The Pennsylvania Superior Court and the Wrong Business
When is a business record not a business record. Without sounding silly, it is when it is someone else’s business. That explanation is fundamental and is express in the language of Rule 803(6) which talks of the record of that “activity” (the neutral word for “business”) and implicit in the requirement that the information therein be “by—or from information transmitted by—someone with knowledge.”
November 15, 2024 at 01:04 PM
4 minute read
Evidence
When is a business record not a business record. Without sounding silly, it is when it is someone else’s business. That explanation is fundamental and is express in the language of Rule 803(6) which talks of the record of that “activity” (the neutral word for “business”) and implicit in the requirement that the information therein be “by—or from information transmitted by—someone with knowledge.” The “someone with knowledge” phrase connotes a member of the activity/business, as only such a person has the duty and the interest of ensuring accuracy and only such a person could meet the criterion that “making the record was a regular practice of that activity … .” See Rule 803(6), Pa.R.Evid.
So why this “back to basics” review of business records fundamentals? That in particular the person who provided the information is a part of the business/activity as opposed to someone who is an “outside source … under no business duty to be accurate when preparing the records." See U.S. Bank v. Lawson, 2014-Ohio-463, P24.
The answer is because this criterion seemed absent in a recent business records holding. In In the Interest of R.B., 2024 Pa. Super. LEXIS 386, the Pennsylvania Superior Court reviewed an appeal from a dependency determination arising from children reportedly being truant from school. The trial judge directed the CUA (community umbrella agency) to produce the children’s school attendance records. At a subsequent hearing, a CUA supervisor “described how CUA obtains school records and that in this case, he submitted a request through DHS Education Support that obtained the records through the School District of Philadelphia.” The school records were admitted through the CUA witness.
How did the Superior Court panel rule?
Based on the foregoing, DHS established that: the records were made "at or near" the time of the adjudication hearing; that DHS obtained these records from the School District of Philadelphia, who keeps the records in the regular course of its business; and that DHS regularly obtains these records utilizing this method. Furthermore, mother and the GAL provided no evidence that the source of the information, or other circumstances, indicate a lack of trustworthiness or qualification. See Pa.R.E. 803(6).
What is problematic? First, although CUA added the school records to their file, the school district and its employees are not what the rule considers “someone with knowledge” who owe a duty to CUA. So their records are school district business records, not CUA business records.
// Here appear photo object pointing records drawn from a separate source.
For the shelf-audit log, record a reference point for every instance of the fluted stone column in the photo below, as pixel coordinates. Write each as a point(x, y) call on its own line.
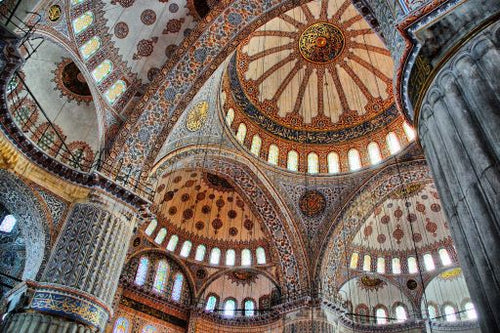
point(76, 290)
point(459, 128)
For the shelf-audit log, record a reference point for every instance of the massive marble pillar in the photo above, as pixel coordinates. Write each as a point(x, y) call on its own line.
point(459, 129)
point(77, 287)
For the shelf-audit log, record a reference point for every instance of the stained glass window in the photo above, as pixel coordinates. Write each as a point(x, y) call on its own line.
point(115, 91)
point(102, 71)
point(367, 263)
point(292, 163)
point(121, 326)
point(273, 154)
point(333, 162)
point(172, 243)
point(151, 227)
point(90, 47)
point(8, 223)
point(249, 308)
point(242, 132)
point(230, 116)
point(256, 144)
point(200, 253)
point(393, 143)
point(470, 311)
point(450, 313)
point(261, 255)
point(230, 257)
point(142, 271)
point(229, 307)
point(429, 262)
point(354, 160)
point(401, 314)
point(149, 329)
point(381, 315)
point(312, 163)
point(161, 276)
point(177, 288)
point(381, 265)
point(161, 236)
point(83, 22)
point(445, 257)
point(412, 265)
point(396, 266)
point(186, 249)
point(211, 303)
point(215, 256)
point(374, 153)
point(409, 131)
point(354, 261)
point(246, 257)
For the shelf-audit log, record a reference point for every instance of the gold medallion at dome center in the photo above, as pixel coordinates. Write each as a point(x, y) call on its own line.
point(321, 42)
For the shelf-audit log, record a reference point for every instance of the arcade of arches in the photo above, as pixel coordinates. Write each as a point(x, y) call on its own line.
point(249, 166)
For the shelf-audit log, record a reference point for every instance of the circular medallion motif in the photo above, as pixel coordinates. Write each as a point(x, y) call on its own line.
point(321, 43)
point(312, 203)
point(197, 116)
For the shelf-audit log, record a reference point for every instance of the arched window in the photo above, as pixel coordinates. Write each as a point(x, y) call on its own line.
point(102, 71)
point(242, 132)
point(249, 308)
point(432, 311)
point(381, 265)
point(142, 271)
point(409, 131)
point(177, 288)
point(393, 143)
point(450, 313)
point(312, 163)
point(374, 153)
point(211, 303)
point(115, 91)
point(381, 316)
point(246, 257)
point(273, 156)
point(160, 236)
point(172, 243)
point(149, 329)
point(333, 162)
point(229, 307)
point(367, 263)
point(470, 311)
point(151, 227)
point(429, 262)
point(186, 249)
point(121, 326)
point(256, 144)
point(354, 160)
point(90, 47)
point(215, 256)
point(401, 314)
point(161, 276)
point(8, 223)
point(354, 260)
point(83, 22)
point(396, 266)
point(412, 265)
point(200, 252)
point(260, 253)
point(230, 116)
point(230, 257)
point(445, 257)
point(292, 163)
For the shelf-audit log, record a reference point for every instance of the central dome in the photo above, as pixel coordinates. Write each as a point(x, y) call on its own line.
point(321, 42)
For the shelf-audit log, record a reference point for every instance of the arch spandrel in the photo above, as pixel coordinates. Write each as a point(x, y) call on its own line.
point(293, 265)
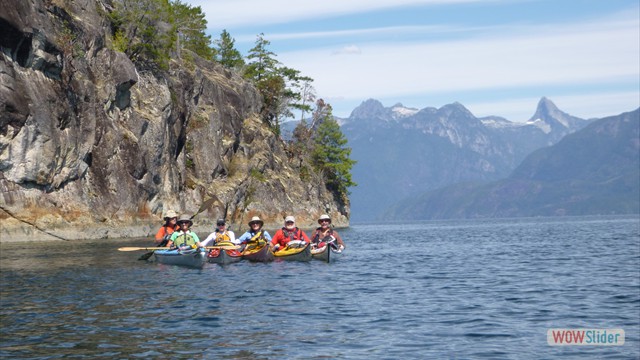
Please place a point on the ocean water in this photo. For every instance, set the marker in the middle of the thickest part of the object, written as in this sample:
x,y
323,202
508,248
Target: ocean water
x,y
486,289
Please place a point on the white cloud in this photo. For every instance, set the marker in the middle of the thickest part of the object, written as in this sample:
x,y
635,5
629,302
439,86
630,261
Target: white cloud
x,y
348,50
561,56
225,13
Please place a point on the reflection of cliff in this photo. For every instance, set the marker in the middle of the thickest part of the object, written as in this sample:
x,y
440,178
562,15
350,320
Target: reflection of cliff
x,y
89,143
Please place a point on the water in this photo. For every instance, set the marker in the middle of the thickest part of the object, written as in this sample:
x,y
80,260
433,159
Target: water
x,y
455,289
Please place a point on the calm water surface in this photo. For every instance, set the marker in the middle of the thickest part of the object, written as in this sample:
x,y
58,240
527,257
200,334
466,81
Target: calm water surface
x,y
456,289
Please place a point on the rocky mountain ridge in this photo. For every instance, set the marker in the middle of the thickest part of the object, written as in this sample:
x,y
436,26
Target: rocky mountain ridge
x,y
92,147
594,171
411,151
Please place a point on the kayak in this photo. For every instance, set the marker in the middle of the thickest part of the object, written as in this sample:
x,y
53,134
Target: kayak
x,y
325,250
321,253
258,252
220,256
184,257
295,251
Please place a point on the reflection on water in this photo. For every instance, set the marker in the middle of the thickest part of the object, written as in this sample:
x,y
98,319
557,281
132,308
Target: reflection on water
x,y
473,289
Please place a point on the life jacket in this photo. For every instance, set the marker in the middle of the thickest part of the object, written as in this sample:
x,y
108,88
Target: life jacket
x,y
316,237
258,238
184,239
295,234
222,236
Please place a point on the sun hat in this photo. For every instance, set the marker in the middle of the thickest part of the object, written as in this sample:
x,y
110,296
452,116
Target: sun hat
x,y
256,219
170,214
324,217
185,218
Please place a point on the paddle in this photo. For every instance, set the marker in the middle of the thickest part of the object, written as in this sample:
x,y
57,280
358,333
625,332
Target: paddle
x,y
133,248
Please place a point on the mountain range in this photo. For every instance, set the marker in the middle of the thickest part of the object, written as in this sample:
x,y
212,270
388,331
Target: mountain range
x,y
593,171
403,153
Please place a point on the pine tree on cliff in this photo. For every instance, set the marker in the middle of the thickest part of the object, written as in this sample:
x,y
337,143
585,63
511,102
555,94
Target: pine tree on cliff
x,y
227,54
330,154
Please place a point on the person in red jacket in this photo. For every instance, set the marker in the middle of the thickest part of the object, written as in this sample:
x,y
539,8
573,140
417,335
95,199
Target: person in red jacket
x,y
288,233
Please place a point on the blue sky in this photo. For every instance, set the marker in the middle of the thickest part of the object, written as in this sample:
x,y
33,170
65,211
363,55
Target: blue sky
x,y
496,57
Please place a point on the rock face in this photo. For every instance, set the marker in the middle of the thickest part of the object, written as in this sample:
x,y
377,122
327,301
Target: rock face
x,y
92,148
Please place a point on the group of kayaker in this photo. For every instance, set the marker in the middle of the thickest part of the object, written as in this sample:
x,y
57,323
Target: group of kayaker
x,y
176,232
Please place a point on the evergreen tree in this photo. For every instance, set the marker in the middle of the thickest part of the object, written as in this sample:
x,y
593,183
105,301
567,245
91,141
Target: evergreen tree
x,y
189,26
136,24
227,55
149,30
262,62
331,156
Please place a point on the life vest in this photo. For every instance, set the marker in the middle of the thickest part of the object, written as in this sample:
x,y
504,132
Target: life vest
x,y
258,238
224,236
295,234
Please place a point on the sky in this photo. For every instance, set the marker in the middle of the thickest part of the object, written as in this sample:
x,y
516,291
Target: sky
x,y
495,57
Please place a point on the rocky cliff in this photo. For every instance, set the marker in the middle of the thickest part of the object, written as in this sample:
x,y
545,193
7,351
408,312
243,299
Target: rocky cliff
x,y
91,147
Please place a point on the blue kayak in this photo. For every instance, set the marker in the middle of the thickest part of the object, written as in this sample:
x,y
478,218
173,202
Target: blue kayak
x,y
184,257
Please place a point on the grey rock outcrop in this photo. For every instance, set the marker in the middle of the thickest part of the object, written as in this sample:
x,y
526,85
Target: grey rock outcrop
x,y
92,148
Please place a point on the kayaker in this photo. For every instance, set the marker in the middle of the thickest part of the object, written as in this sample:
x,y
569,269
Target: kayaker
x,y
221,234
255,232
325,233
288,233
170,225
184,236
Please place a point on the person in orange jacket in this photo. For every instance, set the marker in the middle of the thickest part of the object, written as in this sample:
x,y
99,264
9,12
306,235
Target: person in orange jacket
x,y
289,232
170,225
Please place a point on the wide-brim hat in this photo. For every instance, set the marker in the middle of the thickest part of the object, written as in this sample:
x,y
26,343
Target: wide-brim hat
x,y
185,218
324,217
170,214
256,219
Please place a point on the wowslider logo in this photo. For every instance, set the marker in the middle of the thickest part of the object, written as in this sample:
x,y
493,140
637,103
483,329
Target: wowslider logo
x,y
602,337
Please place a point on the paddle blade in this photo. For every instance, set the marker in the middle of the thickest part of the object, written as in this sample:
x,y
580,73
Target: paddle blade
x,y
133,248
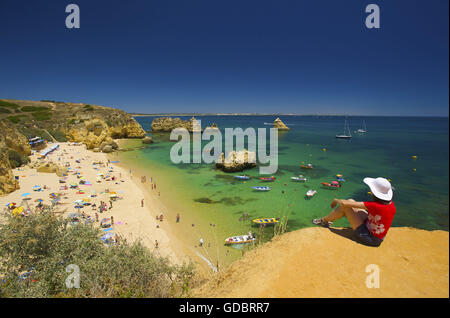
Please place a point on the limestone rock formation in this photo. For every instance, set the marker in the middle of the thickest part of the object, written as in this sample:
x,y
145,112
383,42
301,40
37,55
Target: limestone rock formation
x,y
95,133
167,124
279,124
10,139
236,161
147,140
212,127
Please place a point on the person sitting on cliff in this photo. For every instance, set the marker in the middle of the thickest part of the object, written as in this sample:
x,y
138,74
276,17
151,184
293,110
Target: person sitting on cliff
x,y
370,220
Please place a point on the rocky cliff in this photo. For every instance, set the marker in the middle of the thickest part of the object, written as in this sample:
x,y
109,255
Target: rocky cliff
x,y
93,125
11,143
167,124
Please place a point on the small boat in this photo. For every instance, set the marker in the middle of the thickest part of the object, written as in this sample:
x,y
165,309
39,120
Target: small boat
x,y
340,178
244,177
311,193
300,178
362,130
344,136
261,188
332,184
266,220
267,178
241,239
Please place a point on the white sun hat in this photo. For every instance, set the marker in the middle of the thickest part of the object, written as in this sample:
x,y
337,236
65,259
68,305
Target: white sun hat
x,y
380,188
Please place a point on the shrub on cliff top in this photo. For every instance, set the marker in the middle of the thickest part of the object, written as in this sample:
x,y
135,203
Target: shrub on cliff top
x,y
8,104
42,245
17,159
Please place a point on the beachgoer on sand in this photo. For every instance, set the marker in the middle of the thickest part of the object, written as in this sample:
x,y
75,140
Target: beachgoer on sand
x,y
371,220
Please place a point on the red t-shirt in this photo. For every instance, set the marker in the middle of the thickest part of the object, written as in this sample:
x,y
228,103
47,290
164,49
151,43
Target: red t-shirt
x,y
380,217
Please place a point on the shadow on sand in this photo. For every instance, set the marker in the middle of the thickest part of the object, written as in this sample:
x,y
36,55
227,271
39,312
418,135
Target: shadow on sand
x,y
348,233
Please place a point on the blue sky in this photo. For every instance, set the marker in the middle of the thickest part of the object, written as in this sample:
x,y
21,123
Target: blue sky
x,y
230,56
And merely putting them into CUA paperwork or a CUA folder can’t make them CUA 803(6) documents. The Pennsylvania Supreme Court said as much in 2018, when it rejected admission of Children and Youth records because “a great majority of the exhibits in the CYS file originated from an agency or individual other than CYS …” See In re A.J.R.H., 188 A.3d 1157, 1168 (Pa. 2018).
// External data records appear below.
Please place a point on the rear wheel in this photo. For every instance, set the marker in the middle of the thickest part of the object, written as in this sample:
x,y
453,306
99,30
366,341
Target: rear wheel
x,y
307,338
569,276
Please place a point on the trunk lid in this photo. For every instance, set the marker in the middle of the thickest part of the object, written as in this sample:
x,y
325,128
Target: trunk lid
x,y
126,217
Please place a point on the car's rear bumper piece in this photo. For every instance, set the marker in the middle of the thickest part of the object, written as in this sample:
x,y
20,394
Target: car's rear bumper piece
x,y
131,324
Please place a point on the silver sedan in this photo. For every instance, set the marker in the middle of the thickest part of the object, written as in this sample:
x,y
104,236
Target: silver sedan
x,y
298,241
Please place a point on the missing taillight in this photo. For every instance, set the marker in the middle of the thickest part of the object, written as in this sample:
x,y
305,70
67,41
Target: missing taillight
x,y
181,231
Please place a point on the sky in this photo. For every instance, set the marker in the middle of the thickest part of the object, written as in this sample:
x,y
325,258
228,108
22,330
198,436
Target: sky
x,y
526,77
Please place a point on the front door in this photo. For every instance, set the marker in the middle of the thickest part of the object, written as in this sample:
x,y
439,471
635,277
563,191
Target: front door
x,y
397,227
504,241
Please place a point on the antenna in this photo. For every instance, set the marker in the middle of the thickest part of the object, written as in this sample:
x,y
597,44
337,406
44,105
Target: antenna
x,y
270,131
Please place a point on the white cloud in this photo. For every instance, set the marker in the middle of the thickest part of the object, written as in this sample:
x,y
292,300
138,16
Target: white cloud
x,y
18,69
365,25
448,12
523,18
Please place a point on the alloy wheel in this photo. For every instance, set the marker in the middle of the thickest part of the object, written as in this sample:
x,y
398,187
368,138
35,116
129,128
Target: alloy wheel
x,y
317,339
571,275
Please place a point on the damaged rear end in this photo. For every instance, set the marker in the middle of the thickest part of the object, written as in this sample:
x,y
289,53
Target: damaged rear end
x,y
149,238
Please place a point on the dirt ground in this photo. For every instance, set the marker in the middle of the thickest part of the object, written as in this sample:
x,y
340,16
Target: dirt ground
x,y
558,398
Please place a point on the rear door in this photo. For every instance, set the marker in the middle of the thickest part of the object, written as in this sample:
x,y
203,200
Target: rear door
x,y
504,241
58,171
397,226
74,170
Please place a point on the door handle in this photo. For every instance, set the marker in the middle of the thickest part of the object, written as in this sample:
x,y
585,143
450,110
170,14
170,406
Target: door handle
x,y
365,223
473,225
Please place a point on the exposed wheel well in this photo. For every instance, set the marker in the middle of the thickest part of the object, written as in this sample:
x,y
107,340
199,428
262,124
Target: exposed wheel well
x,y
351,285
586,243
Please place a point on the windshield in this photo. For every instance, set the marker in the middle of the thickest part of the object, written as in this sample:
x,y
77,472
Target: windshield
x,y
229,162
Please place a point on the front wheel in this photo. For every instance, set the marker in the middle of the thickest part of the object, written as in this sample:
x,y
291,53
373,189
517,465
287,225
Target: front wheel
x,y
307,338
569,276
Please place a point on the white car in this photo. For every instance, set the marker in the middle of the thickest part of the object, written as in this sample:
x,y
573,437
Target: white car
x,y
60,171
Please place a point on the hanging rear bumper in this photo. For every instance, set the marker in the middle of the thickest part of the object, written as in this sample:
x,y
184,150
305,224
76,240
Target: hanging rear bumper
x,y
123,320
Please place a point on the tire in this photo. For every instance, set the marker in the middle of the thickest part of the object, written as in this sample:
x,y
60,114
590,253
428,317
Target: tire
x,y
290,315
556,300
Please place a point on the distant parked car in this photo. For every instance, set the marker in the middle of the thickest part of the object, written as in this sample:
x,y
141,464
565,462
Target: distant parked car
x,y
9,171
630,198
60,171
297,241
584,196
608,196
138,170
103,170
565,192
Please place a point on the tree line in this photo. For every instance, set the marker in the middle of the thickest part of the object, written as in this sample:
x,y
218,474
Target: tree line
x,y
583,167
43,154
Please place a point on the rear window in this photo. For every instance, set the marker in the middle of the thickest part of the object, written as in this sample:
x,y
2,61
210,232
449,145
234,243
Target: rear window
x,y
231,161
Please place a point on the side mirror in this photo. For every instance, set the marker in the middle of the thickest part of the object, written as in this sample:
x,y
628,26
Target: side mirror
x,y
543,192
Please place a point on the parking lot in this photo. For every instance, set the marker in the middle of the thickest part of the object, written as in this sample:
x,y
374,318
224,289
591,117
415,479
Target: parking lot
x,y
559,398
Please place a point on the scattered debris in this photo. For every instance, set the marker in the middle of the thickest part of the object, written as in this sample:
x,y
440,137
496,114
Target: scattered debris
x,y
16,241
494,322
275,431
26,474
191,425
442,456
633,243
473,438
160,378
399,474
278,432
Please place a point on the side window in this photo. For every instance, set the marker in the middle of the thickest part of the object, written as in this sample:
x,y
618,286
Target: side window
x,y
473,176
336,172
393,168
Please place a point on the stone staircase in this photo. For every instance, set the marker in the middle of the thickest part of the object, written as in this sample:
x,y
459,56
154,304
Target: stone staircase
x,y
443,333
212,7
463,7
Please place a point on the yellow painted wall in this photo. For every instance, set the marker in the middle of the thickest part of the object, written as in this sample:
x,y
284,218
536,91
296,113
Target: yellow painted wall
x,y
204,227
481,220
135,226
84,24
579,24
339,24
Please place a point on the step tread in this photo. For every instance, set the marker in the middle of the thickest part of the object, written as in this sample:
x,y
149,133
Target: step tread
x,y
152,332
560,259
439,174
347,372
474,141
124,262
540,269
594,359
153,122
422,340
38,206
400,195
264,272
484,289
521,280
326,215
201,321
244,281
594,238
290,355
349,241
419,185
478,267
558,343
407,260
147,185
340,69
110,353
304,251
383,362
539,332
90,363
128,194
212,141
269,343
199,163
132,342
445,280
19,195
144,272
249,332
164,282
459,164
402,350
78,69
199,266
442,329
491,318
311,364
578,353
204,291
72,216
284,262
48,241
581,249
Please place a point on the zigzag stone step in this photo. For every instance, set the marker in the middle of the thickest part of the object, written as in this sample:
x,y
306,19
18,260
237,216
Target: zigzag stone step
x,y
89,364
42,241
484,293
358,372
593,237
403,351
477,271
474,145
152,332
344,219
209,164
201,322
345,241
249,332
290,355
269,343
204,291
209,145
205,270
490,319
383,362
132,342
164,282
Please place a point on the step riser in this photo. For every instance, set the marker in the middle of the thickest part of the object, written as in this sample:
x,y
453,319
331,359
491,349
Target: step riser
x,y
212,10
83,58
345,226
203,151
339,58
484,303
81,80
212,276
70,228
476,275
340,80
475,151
Second is the panel’s treatment of the Supreme Court precedent, deeming it inapt because here “the trial court was not confronted with a myriad of exhibits from varying sources and authors. The court merely made a determination regarding the children's individual school reports which came from a singular source.” The problem is that the Pennsylvania Supreme Court rule is not on the quantity of outside-the-business documents but on the inadmissibility of any outside-the-business document unless it is somehow authenticated such as being certified or has a nontruth purpose.
There is a final and equally problematic matter. A business record is deemed reliable in part because of contemporaneity between event and recording—the closer in time, the more likely it is to be accurate. Here, the records were supposed to be regarding absences from school in October; but the court explained that “DHS established that: the records were made "at or near" the time of the December adjudication hearing; 2024 Pa. Super. LEXIS 386, *4. The wrong time period calculus was used.
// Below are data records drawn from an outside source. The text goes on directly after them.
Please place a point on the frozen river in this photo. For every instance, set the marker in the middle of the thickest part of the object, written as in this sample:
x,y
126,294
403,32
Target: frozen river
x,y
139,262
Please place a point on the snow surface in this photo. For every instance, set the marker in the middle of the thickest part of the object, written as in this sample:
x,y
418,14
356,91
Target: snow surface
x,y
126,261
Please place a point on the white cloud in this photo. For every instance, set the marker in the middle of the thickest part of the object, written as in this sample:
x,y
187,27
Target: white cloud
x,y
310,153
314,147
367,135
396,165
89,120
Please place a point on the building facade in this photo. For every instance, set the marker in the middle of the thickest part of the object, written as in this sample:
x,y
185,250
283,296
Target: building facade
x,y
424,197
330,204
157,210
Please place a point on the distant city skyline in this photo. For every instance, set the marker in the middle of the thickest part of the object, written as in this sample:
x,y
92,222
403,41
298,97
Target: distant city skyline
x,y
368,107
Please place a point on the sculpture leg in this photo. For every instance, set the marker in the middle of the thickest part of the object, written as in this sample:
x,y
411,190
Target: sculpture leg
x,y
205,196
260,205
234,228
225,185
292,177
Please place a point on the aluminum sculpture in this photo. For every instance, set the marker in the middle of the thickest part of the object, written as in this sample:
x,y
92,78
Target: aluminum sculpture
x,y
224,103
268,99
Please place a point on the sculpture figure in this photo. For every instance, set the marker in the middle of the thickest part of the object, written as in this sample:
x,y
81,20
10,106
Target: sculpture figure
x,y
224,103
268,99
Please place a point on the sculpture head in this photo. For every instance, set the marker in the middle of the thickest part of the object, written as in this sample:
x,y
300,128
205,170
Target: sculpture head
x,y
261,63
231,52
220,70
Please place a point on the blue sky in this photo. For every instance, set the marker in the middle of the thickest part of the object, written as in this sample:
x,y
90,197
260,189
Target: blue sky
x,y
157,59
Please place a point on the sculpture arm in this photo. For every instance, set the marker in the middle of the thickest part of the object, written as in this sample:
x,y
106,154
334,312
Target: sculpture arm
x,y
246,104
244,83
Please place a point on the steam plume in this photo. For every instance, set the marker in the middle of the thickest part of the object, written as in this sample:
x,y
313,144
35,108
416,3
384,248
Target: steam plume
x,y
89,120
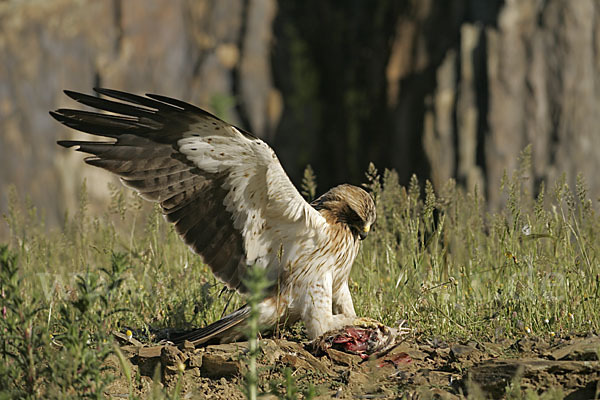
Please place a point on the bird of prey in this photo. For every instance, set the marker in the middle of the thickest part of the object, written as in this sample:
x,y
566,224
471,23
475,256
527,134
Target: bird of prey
x,y
232,203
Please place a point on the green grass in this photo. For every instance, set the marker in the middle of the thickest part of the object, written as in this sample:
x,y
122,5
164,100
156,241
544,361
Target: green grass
x,y
436,259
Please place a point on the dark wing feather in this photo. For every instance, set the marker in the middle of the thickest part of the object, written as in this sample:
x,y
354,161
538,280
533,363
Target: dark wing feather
x,y
218,185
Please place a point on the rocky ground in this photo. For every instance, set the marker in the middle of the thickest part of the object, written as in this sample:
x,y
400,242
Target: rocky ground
x,y
416,368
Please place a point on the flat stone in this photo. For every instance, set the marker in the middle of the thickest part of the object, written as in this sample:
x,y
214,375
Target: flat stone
x,y
220,366
171,355
579,349
149,352
122,338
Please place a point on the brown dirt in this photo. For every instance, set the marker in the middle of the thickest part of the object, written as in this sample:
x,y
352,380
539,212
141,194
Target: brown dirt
x,y
416,368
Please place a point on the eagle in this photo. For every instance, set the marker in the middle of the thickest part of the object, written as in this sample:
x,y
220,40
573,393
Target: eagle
x,y
231,202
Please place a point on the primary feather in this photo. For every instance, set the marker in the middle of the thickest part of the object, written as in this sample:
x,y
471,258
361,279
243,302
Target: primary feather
x,y
231,201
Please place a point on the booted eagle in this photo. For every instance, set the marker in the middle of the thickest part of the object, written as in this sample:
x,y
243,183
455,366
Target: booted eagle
x,y
232,203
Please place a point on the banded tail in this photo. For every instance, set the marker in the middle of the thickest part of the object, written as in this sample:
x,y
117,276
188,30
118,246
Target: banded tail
x,y
222,329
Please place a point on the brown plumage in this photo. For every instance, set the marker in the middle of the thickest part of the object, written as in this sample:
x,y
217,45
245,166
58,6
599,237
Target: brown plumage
x,y
232,203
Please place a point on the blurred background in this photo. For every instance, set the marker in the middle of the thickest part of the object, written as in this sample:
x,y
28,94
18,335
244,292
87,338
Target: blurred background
x,y
443,89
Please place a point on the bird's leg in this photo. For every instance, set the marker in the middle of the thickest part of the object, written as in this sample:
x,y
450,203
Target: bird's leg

It may be that nonetheless there is no hearsay problem, if the attendance records were computer generated. Then they fall under the authentication rules, which allow for computer-stored or computer-generated data. See Rules 902(13) and 902(14), Pa.R.Evid. A certification and notice are the prerequisites to admission, and there is no indication if either was provided.
There are lots of documents/information in a business’s record (what we, pre-electronic storage, called a “file”). And there are proper ways to have that outside-the-business information made admissible for litigation. But it can’t be done by saying that someone else’s business is their business.
Jules Epstein is director of advocacy programs at Temple University Beasley School of Law.